☆ ☆ ☆ ½
Oppenheimer (2023) – C. Nolan
I had a very ambivalent response to Oppenheimer, both
the man as presented (by Cillian Murphy) and the movie as a whole. I suspect director Christopher Nolan intended
the former response but perhaps not the latter. There is a lot to chew on here
but the complicated flashback/flashforward structure (sometimes but not always
signaled by a change from colour to B&W) doesn’t make things easier. Early
in the film, it is difficult to grasp the numerous characters and the cursory
but seemingly deep discussion of physics. This doesn’t necessarily become
easier as the film unfolds and we meet Oppie’s allies (General Matt Damon) and
antagonists (Edward Teller played by Benny Safdie). Let’s break down my issues with the
film. First, like it or not, this is a
bio-pic and Nolan doesn’t limit himself to the pivotal years of the Manhattan
Project but includes formative events before and after the development of the
A-bomb. Fair enough. However, when the
film shifts gears to mostly focus on Oppenheimer’s fight to keep his security
clearance during the time of the McCarthy red scare along with the influence of
Robert Downey Jr’s Lewis Strauss on that hearing (and Oppenheimer’s subsequent
influence on Strauss’s hearing to become Commerce Secretary), the film begins
to feel overlong and it loses some of its focus. I recognize that these later scenes do allow
Nolan to interrogate whether Oppenheimer felt regret for being so actively
involved in an invention that was used to kill 100s of 1000s of innocent Japanese
citizens, but as a vehicle for that opportunity to make this point, it feels rather
indirect. Which brings me to the main
source of my ambivalence. I understand that Nolan needed to tell this story
authentically and in context, so it isn’t surprising that he presents Oppenheimer
as experiencing a felt moral imperative to build the bomb before Germany (or
the Soviets?) did the same – but the lengthy applause after the atomic test at
Los Alamos seems to go on just a bit too long.

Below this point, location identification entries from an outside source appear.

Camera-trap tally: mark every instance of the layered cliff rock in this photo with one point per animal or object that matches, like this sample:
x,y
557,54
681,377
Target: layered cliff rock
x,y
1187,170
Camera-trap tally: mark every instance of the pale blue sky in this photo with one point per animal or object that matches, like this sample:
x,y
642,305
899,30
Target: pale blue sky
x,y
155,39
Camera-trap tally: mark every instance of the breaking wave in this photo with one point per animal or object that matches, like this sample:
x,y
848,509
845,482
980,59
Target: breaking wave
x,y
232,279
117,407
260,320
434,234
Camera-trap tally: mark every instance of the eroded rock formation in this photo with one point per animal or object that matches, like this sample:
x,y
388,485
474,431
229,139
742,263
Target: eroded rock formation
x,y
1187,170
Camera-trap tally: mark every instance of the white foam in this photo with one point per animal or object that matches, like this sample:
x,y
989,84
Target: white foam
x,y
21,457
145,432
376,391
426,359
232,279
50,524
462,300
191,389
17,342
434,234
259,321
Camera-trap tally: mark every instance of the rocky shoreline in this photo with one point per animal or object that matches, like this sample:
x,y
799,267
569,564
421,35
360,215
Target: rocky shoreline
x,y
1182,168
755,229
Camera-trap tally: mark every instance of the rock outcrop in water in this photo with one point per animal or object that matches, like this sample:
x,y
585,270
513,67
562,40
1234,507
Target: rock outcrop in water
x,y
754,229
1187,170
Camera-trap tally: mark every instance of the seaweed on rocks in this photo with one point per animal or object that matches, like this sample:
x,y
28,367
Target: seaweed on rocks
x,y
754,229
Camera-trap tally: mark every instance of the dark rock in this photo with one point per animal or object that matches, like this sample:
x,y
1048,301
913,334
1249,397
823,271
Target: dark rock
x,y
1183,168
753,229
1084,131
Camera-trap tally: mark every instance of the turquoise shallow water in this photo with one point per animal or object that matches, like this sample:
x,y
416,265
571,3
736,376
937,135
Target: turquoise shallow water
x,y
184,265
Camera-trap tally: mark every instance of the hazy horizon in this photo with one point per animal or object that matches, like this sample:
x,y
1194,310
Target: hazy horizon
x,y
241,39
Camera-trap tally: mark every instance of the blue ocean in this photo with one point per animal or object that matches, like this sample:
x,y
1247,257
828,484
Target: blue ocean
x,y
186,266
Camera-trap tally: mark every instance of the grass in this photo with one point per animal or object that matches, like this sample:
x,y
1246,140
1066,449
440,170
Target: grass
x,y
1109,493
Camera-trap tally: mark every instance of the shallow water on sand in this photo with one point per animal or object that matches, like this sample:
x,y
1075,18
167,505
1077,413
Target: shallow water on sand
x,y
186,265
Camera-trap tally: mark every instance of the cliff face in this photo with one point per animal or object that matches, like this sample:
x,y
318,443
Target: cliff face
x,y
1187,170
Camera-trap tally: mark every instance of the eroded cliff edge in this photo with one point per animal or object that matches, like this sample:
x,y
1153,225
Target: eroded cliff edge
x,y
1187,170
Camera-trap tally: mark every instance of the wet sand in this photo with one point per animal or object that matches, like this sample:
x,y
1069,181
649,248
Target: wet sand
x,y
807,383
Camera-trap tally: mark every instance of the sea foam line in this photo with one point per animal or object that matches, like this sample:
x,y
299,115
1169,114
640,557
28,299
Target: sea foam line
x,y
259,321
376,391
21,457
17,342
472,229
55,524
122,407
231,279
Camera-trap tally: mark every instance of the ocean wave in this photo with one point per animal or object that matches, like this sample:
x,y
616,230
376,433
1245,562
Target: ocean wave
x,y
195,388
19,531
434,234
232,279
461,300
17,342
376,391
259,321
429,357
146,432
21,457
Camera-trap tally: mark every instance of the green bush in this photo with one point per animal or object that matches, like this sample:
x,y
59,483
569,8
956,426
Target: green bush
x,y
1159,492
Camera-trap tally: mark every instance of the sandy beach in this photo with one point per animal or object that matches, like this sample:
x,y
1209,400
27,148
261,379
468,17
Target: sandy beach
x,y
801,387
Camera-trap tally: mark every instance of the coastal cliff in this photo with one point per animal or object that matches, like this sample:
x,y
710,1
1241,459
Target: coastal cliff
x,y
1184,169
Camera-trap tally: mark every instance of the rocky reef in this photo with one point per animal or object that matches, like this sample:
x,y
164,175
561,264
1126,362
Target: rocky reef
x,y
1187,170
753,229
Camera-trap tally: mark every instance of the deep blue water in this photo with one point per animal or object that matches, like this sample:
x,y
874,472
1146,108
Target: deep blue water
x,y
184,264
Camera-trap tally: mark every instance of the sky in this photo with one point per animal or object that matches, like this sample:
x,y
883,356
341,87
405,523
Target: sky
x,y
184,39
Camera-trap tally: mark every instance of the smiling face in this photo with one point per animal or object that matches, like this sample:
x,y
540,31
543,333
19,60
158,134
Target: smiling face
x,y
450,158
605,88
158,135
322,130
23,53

Did Nolan do this on purpose to highlight the convergence of American
patriotism and scientific satisfaction?
Watching the film with my Japanese spouse may have intensified my
discomfort at this cheering for a weapon of mass destruction. Later when Oppenheimer is announcing the “successful”
dropping of the bombs on Hiroshima and Nagasaki, Nolan does introduce some
hints that this can’t be seen as positively as it is being recounted –
Oppenheimer seems frantic, the American flag-waving audience seems to suddenly
contain people who may be crying rather than laughing -- but it is all rather
difficult to discern. Is this a manifestation
of Oppenheimer’s guilty conscience? To its credit, the film raises all the old
defenses for dropping the bomb (it ended the war sooner and saved lives) and
then raises the counter-arguments later (the Japanese were ready to surrender
already, many more lives were lost in horrible ways). Of course, this is a work of entertainment rather
than something more serious and Nolan and his team manage to keep things moving
at a very rapid pace for much of the film’s 170-minute run-time. Brief visual interludes/special effects help
to punctuate events and give the film visual variety. The recreation of the
time and place feels apt, something one can expect from a big-budget Hollywood
film. But despite the presence of
Florence Pugh and Emily Blunt as Oppenheimer’s love interests, the film fails
the famous Bechdel test (as they do not talk to each other nor exist
independently as characters beyond their relationships with Oppenheimer – plus Pugh
spends most of her screentime nude). Whether all of the various plot threads
are needed or not is something one could spend hours debating – and I guess
that is one thing the film does have going for it: it provides the opportunity
for discussion and debate about one of the most distressing contributions of
science to modern life that has had lasting implications for geopolitics and
life today and over the past 80 years.